Em busca da “invisibilidade” perdida dos pagamentos

A transformação do consumidor português tem sido também acompanhada por uma cada vez maior digitalização dos comerciantes.

Falar da revolução digital em Portugal, como algo que aí vem e para a qual nos devemos preparar, soa um pouco como aqueles avisos de mau tempo que recebemos no telemóvel quando, à nossa volta, já estão ramos e cadeiras a voar pelo ar.
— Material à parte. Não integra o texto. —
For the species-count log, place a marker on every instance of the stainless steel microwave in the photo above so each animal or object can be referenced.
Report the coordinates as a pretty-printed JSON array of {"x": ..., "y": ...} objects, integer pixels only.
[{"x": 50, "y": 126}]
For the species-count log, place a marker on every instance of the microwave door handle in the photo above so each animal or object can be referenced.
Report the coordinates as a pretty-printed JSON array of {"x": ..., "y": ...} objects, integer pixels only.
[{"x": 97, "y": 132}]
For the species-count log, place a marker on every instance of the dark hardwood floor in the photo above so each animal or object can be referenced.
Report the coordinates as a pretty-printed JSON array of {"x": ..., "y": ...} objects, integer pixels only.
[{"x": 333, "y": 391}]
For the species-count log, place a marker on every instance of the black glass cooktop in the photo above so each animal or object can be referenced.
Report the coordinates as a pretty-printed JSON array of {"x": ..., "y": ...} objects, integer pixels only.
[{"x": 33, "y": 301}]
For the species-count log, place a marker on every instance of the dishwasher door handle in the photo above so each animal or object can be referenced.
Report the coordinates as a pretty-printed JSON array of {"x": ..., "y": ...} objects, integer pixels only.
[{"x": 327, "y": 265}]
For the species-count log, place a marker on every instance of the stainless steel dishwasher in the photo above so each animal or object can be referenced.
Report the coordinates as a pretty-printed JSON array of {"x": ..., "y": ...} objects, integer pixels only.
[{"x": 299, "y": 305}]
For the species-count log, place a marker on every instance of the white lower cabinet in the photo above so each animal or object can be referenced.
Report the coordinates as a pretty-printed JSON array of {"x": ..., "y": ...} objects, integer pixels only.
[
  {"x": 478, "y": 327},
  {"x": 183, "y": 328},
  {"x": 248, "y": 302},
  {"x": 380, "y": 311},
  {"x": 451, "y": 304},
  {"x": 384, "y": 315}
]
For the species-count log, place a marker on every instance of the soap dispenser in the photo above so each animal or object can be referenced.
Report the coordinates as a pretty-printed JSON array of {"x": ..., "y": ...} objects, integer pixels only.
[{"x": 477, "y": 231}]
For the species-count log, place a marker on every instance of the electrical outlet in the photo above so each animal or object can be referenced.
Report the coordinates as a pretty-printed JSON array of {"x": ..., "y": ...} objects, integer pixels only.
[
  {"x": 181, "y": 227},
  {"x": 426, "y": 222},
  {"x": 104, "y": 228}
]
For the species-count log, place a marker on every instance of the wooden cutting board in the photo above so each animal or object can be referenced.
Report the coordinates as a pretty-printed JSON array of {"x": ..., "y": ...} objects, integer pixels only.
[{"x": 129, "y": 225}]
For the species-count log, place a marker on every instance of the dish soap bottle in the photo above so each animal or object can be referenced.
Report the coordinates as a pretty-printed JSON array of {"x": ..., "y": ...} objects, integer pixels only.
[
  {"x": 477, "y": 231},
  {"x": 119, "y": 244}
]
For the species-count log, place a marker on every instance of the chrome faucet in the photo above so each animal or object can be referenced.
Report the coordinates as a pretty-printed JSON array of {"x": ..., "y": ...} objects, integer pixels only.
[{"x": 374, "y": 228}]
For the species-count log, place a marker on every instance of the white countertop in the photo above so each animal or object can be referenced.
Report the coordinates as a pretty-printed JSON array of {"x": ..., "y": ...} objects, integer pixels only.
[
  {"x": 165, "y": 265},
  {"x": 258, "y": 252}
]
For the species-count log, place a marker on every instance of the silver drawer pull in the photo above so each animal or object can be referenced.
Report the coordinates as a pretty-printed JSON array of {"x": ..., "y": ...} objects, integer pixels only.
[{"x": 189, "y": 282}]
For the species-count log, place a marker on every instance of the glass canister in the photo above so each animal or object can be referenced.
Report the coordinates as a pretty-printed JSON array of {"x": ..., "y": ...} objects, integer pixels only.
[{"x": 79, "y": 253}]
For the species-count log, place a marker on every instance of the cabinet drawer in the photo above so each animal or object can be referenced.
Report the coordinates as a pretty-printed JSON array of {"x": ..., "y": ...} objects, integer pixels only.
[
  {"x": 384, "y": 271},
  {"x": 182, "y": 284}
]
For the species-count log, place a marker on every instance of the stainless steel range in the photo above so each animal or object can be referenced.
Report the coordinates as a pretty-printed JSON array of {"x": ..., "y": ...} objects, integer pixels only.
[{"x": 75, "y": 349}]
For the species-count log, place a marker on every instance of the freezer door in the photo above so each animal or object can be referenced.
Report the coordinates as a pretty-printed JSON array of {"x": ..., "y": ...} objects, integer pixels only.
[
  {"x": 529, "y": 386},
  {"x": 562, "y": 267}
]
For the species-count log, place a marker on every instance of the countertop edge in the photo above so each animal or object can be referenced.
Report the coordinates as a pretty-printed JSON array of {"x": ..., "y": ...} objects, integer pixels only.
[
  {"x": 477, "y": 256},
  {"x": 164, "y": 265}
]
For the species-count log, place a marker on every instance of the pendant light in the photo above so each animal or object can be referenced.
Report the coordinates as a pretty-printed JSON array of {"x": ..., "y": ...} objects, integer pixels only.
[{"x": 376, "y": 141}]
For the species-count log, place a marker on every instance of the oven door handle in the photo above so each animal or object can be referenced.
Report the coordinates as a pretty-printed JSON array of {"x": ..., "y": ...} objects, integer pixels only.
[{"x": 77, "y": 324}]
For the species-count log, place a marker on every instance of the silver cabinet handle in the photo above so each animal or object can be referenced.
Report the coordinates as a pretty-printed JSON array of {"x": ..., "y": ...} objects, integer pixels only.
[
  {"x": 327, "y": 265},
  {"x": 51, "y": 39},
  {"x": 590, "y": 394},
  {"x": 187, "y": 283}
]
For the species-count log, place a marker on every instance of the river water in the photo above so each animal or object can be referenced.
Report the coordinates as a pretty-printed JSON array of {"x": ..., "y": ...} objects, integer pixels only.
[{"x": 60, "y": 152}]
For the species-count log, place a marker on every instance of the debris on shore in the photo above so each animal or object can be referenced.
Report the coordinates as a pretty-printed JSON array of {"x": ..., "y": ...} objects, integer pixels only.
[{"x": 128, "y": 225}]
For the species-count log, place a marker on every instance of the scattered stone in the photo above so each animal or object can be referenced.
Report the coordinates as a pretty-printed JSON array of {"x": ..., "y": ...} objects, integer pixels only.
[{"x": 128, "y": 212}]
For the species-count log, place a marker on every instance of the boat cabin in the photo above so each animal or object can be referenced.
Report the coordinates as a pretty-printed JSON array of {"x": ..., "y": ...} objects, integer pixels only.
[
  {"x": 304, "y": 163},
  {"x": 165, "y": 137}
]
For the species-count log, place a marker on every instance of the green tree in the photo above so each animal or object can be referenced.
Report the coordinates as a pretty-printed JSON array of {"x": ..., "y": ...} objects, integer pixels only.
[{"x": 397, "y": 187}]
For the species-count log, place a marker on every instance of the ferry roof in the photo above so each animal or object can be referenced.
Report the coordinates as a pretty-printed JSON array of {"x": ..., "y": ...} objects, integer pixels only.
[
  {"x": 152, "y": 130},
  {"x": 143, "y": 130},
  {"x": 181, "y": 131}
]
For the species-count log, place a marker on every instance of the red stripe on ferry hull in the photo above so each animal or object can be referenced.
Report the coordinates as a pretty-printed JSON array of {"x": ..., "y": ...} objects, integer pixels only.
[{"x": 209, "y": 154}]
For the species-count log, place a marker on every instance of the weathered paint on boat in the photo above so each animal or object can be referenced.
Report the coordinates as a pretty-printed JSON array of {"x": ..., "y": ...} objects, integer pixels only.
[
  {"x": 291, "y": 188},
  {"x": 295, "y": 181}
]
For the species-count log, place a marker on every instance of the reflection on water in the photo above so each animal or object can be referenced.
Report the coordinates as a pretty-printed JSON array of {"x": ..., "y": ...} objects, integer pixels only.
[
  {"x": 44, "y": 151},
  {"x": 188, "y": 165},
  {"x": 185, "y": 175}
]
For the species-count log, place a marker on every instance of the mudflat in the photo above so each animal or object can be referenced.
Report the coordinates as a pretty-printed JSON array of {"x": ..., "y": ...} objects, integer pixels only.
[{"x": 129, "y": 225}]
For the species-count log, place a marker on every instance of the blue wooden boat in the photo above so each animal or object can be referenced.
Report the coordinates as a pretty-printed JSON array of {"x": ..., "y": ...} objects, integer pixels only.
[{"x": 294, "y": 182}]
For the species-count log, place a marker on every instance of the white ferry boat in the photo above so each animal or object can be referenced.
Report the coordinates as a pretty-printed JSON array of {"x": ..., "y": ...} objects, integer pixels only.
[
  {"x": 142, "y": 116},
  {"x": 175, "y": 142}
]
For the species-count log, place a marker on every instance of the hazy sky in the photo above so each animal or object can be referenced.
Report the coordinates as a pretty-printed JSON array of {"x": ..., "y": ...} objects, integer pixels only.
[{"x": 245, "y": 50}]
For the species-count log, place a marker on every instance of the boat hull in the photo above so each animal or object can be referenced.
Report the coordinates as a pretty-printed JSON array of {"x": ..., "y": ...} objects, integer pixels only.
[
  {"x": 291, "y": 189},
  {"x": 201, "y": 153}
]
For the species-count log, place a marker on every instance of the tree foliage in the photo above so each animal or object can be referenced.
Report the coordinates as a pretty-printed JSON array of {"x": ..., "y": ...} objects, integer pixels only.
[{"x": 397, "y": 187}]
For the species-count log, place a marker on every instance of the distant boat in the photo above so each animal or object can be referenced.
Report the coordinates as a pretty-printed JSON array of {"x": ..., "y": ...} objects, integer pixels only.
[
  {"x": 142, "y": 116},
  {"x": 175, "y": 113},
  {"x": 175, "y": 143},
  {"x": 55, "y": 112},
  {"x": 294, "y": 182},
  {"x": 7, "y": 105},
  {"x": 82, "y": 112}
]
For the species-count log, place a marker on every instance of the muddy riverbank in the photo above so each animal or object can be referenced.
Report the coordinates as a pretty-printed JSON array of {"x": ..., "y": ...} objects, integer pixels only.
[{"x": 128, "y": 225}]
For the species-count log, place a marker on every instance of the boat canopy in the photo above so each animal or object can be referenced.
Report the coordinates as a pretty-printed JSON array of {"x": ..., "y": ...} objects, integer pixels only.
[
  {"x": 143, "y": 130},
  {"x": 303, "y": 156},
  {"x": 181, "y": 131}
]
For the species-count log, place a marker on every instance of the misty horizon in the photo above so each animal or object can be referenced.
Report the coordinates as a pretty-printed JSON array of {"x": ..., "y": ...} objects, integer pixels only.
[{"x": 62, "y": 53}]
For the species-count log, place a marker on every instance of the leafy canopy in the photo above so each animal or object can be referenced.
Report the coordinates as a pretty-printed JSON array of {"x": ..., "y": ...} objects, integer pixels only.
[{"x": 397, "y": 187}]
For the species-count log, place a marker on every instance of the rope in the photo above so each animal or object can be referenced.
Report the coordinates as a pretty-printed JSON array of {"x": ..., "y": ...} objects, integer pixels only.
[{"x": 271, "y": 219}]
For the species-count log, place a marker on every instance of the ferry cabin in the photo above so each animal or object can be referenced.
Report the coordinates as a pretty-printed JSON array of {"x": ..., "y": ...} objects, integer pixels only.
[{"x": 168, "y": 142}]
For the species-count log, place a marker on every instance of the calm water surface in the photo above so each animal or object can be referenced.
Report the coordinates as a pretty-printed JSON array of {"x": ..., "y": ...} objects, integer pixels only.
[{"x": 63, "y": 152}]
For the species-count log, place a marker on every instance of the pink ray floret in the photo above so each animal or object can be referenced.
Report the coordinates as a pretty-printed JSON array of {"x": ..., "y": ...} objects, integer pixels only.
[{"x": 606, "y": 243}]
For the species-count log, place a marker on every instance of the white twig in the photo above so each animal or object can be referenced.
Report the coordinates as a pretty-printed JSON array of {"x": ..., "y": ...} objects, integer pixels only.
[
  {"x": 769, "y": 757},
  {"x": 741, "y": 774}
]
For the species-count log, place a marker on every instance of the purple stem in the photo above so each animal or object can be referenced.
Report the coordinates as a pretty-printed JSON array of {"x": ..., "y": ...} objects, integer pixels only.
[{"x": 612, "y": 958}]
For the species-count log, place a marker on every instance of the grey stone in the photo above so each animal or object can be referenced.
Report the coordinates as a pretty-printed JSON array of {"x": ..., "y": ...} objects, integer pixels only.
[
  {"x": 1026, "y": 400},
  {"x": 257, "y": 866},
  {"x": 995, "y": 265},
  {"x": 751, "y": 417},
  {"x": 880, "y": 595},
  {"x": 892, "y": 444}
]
Não deixa de ser verdade, é apenas um pouco tarde.

Olhar para os nossos telemóveis é uma boa medida do que esta transformação já percorreu nas mãos (literalmente) do consumidor: mais de 70% dos portugueses já dispõem de um smartphone e utilizam a internet.

Esta transformação do consumidor português tem sido também acompanhada por uma cada vez maior digitalização dos comerciantes, visível no aumento do peso do comércio eletrónico (em 2017, mais de 35% dos portugueses fizeram compras online, embora 70% das mesmas ainda tenham sido em comerciantes estrangeiros), mas também na vulgarização da omnicanalidade, ou seja, na disponibilização pelos comerciantes originariamente tradicionais de apps, sites, páginas nas redes sociais, enfim, de vários canais que se vão revelando cruciais para continuar a atrair clientes e vender-lhes bens e serviços.

Para o ecossistema que serve este consumidor digitalizado o nível de exigência aumentou: a “jornada de compra” tem de ser mais integrada (entre canais), apelativa (convidando à compra por impulso, para evitar uma visita ao site do concorrente, que está lá sempre à distância de um clique) e assegurando a possibilidade de concluir a compra anytime, anywhere (em qualquer canal, em qualquer device, a qualquer hora).

Perante esta nova realidade, cabe aos prestadores de serviços de pagamentos garantirem o regresso da “invisibilidade” perdida dos pagamentos.

Há duas décadas, quando os canais de venda físicos (as velhas lojas) eram ainda quase exclusivos, os cartões asseguravam já uma desmaterialização do pagamento de tal forma cómoda e segura que a sua utilização e popularidade continuaram a crescer até hoje.

Sucede que a diversificação das jornadas de compra em contexto digital trouxe em paralelo uma maior diversidade nas preferências relativas à forma de pagar. Por vezes mais influenciados pela comodidade, outras vezes pela perceção de segurança, numa compra online ou in app, diferentes consumidores podem querer pagar de múltiplas formas, sendo necessário ao comerciante dispor de várias opções de pagamento, para que o mesmo se torne invisível aos seus olhos. Por invisível queremos dizer que, por um lado, está disponível o meio de pagamento que o consumidor prefere e, por outro, que está de tal forma bem integrado no fluxo da compra que é utilizado de forma simples e fluída.

No mercado português existem várias opções, algumas delas bastante entrosadas nos comportamentos dos portugueses: o pagamento de serviços, a possibilidade de emitir um cartão de crédito virtual com plafond limitado (um MB NET), a utilização de cartão de crédito online ou, mais recentemente, a possibilidade de utilização de wallets digitais (como o MB WAY) ou a realização de uma transferência imediata.

Pagar hoje utilizando apenas o telemóvel, em qualquer app ou site, ou até num qualquer terminal de pagamento físico (através de tecnologia contactless ou QR Code), parece extraordinariamente moderno. Mas o mercado não pára e não podemos baixar os braços, porque seguramente não ficaremos por aqui.

Se tiver de adivinhar algumas tendências, diria que o telemóvel será cada vez mais central (sem prejuízo do crescimento do uso de alguns wearables como o relógio, em segmentos específicos, como os desportistas), que os pagamentos serão cada vez mais instantâneos e que os comportamentos biométricos (não já a impressão digital ou facial, mas a forma única como usa e prime o ecrã quando está a usar o teclado) serão o novo padrão de segurança. Quem sabe? O que sabemos é que o pagamento deverá ser invisível e servir o consumidor. E não o contrário.